Где-то за моей спиной раздался приглушенный смешок; мистер Элберт глянул туда и снова — на продукты, которые выкладывал на прилавок. Скоро миссис Элберт добавит сюда сверток с курицей и мясом, мне нет нужды оборачиваться.
— Молока, сливок, масла. — Шесть лет назад Харрисы перестали доставлять нам молочные продукты, и я покупала молоко и масло в лавке.
— И еще яиц. — Констанция забыла внести яйца в список, но дома оставалось всего два.
— Коробочку ореховой карамели. — Вечером дядя Джулиан вволю пощелкает, похрустит, весь перемажется и, покуда не расправится с последней конфетой, спать его не уложишь.
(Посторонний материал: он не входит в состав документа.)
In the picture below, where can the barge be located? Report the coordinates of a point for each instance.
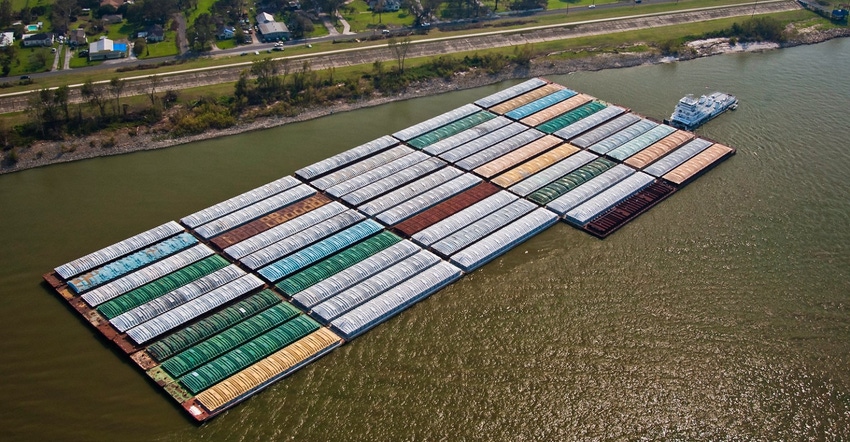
(234, 297)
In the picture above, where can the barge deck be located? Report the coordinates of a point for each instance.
(237, 296)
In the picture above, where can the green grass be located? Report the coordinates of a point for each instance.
(203, 6)
(72, 78)
(165, 48)
(62, 52)
(319, 30)
(21, 65)
(119, 31)
(362, 19)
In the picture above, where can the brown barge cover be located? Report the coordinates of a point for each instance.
(275, 218)
(525, 98)
(697, 164)
(445, 209)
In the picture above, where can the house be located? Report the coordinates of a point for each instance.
(42, 39)
(105, 49)
(112, 18)
(226, 32)
(7, 39)
(273, 31)
(77, 37)
(264, 17)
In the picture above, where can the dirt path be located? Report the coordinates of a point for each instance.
(439, 47)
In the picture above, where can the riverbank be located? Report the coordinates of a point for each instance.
(133, 140)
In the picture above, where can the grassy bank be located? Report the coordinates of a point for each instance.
(288, 94)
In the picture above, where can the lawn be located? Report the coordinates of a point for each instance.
(362, 19)
(62, 52)
(319, 30)
(31, 60)
(203, 6)
(165, 48)
(120, 31)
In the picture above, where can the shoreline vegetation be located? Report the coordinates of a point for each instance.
(209, 118)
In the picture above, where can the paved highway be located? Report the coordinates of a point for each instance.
(354, 56)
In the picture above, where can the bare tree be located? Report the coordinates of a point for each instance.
(116, 87)
(94, 95)
(400, 48)
(152, 89)
(60, 97)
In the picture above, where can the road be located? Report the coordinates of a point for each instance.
(421, 48)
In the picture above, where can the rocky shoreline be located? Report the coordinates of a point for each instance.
(47, 153)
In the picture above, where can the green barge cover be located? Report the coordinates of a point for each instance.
(247, 354)
(561, 186)
(161, 286)
(571, 117)
(337, 263)
(229, 339)
(197, 332)
(455, 128)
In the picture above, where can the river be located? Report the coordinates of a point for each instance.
(721, 314)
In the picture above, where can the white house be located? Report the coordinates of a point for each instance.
(6, 39)
(104, 49)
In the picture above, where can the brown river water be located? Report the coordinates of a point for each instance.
(721, 314)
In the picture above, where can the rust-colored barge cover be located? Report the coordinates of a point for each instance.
(273, 219)
(445, 209)
(629, 209)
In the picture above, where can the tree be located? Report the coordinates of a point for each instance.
(378, 8)
(242, 90)
(116, 87)
(94, 95)
(139, 46)
(61, 14)
(152, 89)
(5, 13)
(60, 97)
(266, 71)
(331, 6)
(7, 55)
(202, 32)
(400, 48)
(37, 61)
(42, 107)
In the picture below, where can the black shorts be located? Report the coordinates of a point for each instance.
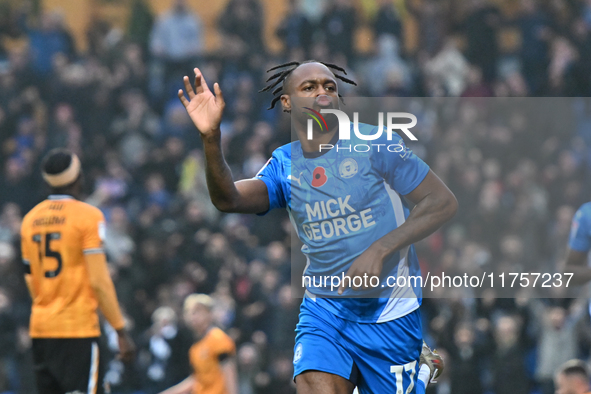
(68, 365)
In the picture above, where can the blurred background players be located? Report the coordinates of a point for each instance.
(67, 276)
(92, 90)
(212, 356)
(573, 378)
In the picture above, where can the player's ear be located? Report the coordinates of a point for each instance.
(286, 103)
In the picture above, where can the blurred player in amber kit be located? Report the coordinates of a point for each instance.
(212, 355)
(67, 276)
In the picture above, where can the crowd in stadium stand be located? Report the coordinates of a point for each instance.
(115, 105)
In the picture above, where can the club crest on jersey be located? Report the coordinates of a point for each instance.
(348, 168)
(319, 177)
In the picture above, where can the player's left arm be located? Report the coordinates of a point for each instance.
(434, 203)
(27, 262)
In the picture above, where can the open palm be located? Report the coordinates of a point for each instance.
(203, 107)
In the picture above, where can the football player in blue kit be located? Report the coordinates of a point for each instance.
(348, 211)
(579, 244)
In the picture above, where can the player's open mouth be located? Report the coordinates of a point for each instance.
(323, 101)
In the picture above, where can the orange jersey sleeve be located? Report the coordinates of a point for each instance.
(55, 236)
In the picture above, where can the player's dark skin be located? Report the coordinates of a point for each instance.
(126, 344)
(434, 202)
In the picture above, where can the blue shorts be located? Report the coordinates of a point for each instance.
(376, 357)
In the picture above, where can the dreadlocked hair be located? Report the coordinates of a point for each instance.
(281, 76)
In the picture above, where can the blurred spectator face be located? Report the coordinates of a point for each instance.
(571, 384)
(64, 114)
(155, 183)
(14, 169)
(247, 356)
(506, 332)
(198, 317)
(556, 317)
(180, 5)
(163, 316)
(464, 336)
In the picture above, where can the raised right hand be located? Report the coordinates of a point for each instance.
(203, 107)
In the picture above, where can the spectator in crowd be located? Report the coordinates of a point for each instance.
(518, 181)
(387, 21)
(177, 38)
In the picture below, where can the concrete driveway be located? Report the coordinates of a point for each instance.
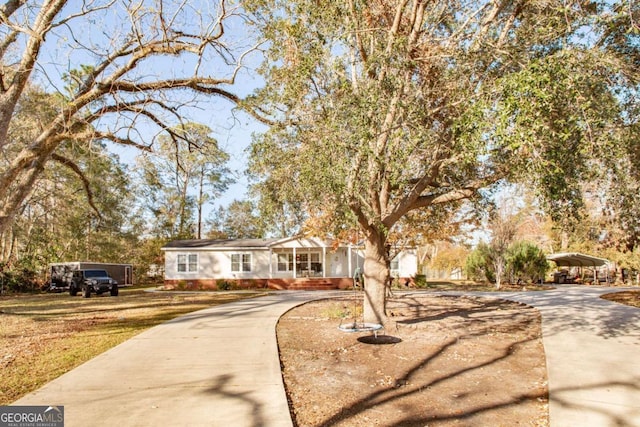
(220, 366)
(593, 356)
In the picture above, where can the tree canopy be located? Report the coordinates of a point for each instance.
(122, 72)
(387, 107)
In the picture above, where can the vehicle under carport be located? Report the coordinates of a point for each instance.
(580, 262)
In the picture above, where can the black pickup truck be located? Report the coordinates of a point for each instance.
(92, 281)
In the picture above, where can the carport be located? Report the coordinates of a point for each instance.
(581, 261)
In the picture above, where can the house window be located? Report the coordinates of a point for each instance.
(316, 264)
(395, 267)
(240, 263)
(285, 262)
(187, 263)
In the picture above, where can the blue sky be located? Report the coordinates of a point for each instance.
(80, 42)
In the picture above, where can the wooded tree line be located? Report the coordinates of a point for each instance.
(386, 118)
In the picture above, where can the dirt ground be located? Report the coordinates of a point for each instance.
(446, 361)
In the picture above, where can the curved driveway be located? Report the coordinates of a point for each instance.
(220, 366)
(593, 356)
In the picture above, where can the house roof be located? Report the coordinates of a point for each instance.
(576, 260)
(219, 243)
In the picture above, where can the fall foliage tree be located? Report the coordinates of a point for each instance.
(389, 107)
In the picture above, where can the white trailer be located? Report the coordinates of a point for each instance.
(60, 273)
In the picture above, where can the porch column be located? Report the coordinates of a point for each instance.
(324, 262)
(295, 264)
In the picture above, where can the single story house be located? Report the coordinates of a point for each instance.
(289, 263)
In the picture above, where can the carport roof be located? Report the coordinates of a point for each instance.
(576, 260)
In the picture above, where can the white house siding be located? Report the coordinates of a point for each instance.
(214, 261)
(216, 264)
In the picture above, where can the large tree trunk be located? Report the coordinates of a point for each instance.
(376, 275)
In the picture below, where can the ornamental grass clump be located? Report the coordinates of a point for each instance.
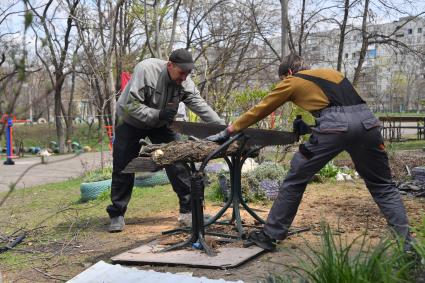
(337, 261)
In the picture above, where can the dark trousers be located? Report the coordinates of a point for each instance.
(355, 130)
(126, 147)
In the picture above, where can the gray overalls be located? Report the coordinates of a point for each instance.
(346, 124)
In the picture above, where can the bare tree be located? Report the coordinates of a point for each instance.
(57, 45)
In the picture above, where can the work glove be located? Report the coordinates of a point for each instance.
(167, 114)
(221, 137)
(300, 127)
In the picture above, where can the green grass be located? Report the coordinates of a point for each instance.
(42, 134)
(53, 215)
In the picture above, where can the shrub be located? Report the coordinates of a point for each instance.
(98, 175)
(262, 182)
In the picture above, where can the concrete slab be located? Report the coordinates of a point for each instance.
(107, 273)
(227, 257)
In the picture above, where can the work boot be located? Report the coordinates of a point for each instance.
(262, 240)
(185, 219)
(117, 224)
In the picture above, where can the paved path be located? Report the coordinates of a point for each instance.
(59, 168)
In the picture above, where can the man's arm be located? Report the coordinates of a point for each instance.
(198, 105)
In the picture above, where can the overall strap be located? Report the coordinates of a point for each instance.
(341, 94)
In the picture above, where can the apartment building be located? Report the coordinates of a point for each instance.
(393, 73)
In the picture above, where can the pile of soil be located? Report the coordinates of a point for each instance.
(398, 163)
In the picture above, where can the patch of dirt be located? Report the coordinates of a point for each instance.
(347, 207)
(398, 162)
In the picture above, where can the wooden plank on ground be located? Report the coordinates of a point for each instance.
(225, 258)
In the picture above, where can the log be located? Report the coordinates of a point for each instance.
(156, 156)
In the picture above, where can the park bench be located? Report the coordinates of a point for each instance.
(392, 126)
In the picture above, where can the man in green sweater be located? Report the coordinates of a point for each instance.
(146, 108)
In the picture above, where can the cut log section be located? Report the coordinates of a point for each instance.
(156, 156)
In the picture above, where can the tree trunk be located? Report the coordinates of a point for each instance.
(365, 43)
(284, 28)
(342, 35)
(58, 113)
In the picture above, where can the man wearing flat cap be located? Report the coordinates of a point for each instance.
(146, 108)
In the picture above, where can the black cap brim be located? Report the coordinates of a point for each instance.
(186, 66)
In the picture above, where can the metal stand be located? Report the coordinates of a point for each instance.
(197, 238)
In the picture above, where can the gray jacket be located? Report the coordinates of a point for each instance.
(151, 89)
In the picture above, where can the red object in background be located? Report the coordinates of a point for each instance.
(125, 77)
(110, 133)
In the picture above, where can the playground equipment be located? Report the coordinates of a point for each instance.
(9, 120)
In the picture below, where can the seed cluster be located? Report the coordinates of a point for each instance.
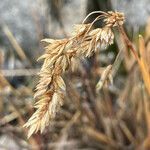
(60, 55)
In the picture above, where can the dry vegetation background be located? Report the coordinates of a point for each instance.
(117, 116)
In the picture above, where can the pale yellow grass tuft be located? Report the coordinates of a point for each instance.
(60, 55)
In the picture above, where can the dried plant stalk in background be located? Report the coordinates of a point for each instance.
(59, 56)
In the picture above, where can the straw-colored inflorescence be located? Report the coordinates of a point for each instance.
(61, 55)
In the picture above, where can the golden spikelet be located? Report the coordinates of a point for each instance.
(59, 56)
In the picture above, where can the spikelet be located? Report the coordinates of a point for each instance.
(59, 56)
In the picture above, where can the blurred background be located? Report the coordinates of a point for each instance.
(118, 117)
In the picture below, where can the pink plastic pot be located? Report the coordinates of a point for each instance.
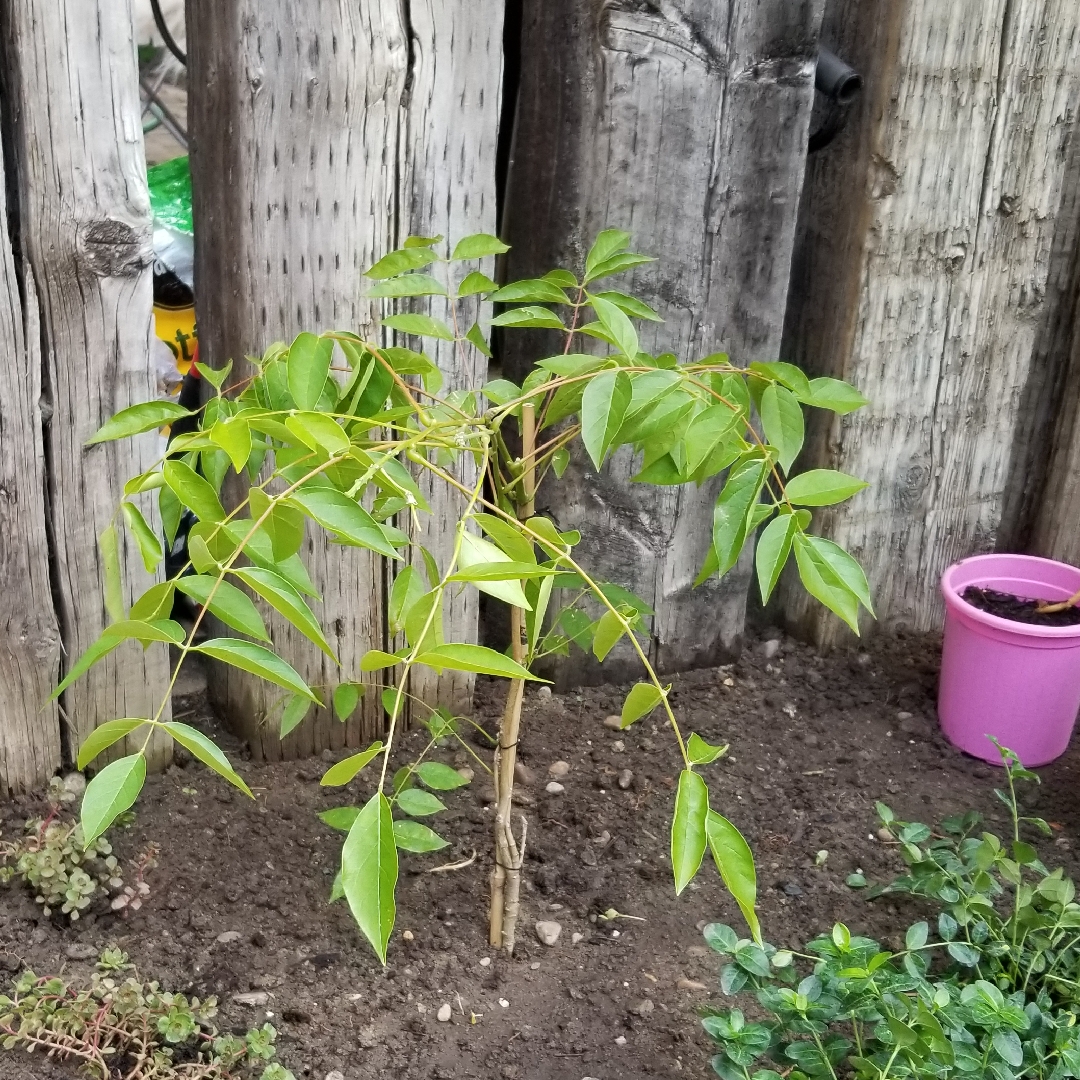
(1015, 682)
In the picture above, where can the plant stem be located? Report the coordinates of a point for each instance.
(510, 853)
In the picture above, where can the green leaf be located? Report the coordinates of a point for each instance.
(618, 325)
(285, 601)
(369, 872)
(414, 284)
(345, 770)
(609, 629)
(835, 395)
(318, 432)
(917, 935)
(706, 431)
(477, 246)
(603, 408)
(109, 794)
(308, 367)
(688, 827)
(475, 551)
(402, 261)
(607, 243)
(440, 777)
(782, 420)
(475, 336)
(199, 745)
(534, 291)
(529, 315)
(156, 603)
(234, 437)
(339, 818)
(134, 420)
(736, 863)
(845, 567)
(822, 487)
(732, 510)
(474, 283)
(254, 658)
(475, 658)
(419, 325)
(149, 545)
(639, 702)
(108, 543)
(417, 802)
(104, 737)
(346, 518)
(508, 537)
(294, 714)
(773, 548)
(701, 752)
(193, 491)
(413, 836)
(229, 604)
(631, 305)
(821, 582)
(346, 698)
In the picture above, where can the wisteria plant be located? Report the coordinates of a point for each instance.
(332, 432)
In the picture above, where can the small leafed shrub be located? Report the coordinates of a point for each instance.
(119, 1026)
(66, 874)
(988, 987)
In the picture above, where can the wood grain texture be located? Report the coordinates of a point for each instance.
(84, 220)
(686, 124)
(323, 136)
(29, 634)
(928, 274)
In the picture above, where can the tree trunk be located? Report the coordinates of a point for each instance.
(686, 124)
(324, 134)
(929, 274)
(29, 636)
(71, 102)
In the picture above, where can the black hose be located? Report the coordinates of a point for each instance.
(171, 44)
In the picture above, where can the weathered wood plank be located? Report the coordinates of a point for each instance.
(84, 225)
(922, 277)
(29, 635)
(323, 136)
(685, 124)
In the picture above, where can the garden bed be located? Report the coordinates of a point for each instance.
(814, 741)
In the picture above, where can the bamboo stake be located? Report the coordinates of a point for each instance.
(509, 852)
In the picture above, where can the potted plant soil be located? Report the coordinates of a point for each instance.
(1011, 656)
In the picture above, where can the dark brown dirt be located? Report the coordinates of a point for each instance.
(814, 741)
(1018, 608)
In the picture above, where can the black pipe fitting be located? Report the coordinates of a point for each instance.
(840, 84)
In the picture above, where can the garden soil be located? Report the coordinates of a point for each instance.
(814, 741)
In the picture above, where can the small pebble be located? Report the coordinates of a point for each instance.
(548, 932)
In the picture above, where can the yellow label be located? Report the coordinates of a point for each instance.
(176, 327)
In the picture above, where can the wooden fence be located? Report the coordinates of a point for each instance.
(930, 255)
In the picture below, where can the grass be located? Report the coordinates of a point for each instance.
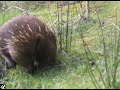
(75, 70)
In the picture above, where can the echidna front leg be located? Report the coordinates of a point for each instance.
(9, 61)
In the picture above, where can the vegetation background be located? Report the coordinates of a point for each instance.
(88, 40)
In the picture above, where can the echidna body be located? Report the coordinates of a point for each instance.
(27, 41)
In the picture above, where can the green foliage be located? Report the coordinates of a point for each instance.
(92, 60)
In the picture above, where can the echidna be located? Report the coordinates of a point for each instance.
(27, 41)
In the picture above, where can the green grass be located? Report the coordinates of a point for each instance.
(73, 72)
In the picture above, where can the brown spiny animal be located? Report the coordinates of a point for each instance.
(27, 41)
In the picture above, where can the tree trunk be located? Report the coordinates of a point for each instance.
(87, 12)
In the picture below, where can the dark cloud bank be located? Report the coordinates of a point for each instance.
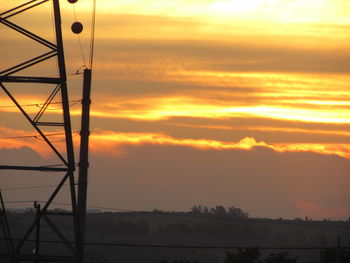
(261, 181)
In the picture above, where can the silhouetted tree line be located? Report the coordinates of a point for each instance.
(220, 211)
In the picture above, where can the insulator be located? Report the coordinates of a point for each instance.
(77, 27)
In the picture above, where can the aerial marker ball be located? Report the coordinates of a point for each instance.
(77, 27)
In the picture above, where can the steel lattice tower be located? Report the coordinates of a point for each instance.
(57, 85)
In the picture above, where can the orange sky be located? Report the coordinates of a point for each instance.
(209, 74)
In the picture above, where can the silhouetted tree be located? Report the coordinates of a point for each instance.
(250, 255)
(280, 258)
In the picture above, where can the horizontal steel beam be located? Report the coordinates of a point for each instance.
(34, 168)
(22, 79)
(58, 124)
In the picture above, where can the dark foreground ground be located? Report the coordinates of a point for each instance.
(145, 237)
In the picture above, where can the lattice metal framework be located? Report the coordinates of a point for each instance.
(58, 85)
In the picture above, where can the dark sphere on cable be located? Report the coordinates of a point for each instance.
(77, 27)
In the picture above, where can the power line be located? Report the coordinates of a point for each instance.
(36, 136)
(40, 104)
(150, 245)
(30, 136)
(28, 188)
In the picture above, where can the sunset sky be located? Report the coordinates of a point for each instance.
(239, 103)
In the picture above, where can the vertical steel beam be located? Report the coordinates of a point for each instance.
(66, 117)
(6, 230)
(84, 154)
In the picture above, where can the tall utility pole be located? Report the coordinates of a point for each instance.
(84, 155)
(57, 85)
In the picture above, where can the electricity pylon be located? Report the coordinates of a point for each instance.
(57, 85)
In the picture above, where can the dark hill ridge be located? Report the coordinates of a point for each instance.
(194, 229)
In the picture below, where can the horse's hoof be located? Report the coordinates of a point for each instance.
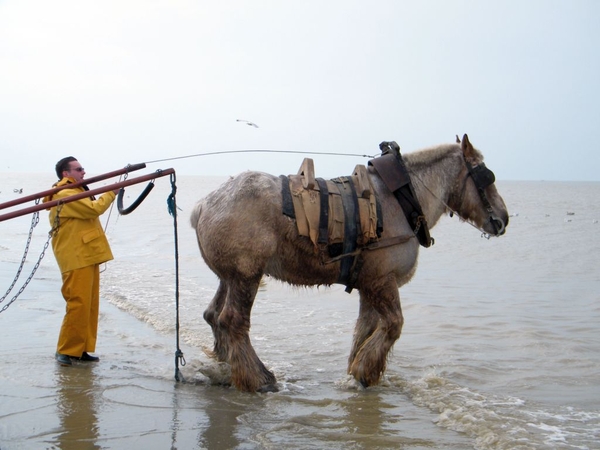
(268, 388)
— Блеквуды всегда любили богато поесть, — прозвучал сзади голос миссис Донелл. Кто-то хихикнул, кто-то шикнул. Я и головы не повернула: хватит того, что они толпятся за спиною, нечего смотреть в их ненавидящие глаза на серых, стертых лицах. Чтоб вы все сдохли! Как же мне хотелось произнести это вслух. Констанция говорила: «Делай вид, что тебе наплевать. Обратишь внимание — только хуже будет», — наверно, она права, но все же — чтоб вы все сдохли! Вот было бы здорово: прихожу однажды утром в лавку, а они — все до единого, даже Элберты и дети, — кричат от боли, корчатся на полу и умирают у меня на глазах. А я переступаю через их тела, беру с полок все, что пожелаю, и, пнув напоследок миссис Донелл, отправляюсь домой. Я никогда не стыдилась этих мечтаний и хотела только одного: чтобы они сбылись. «Ненависть — чувство вредное, — говорила Констанция, — оно точит силы», но я все равно ненавидела и удивлялась, зачем Богу вообще понадобилось создавать этих людишек.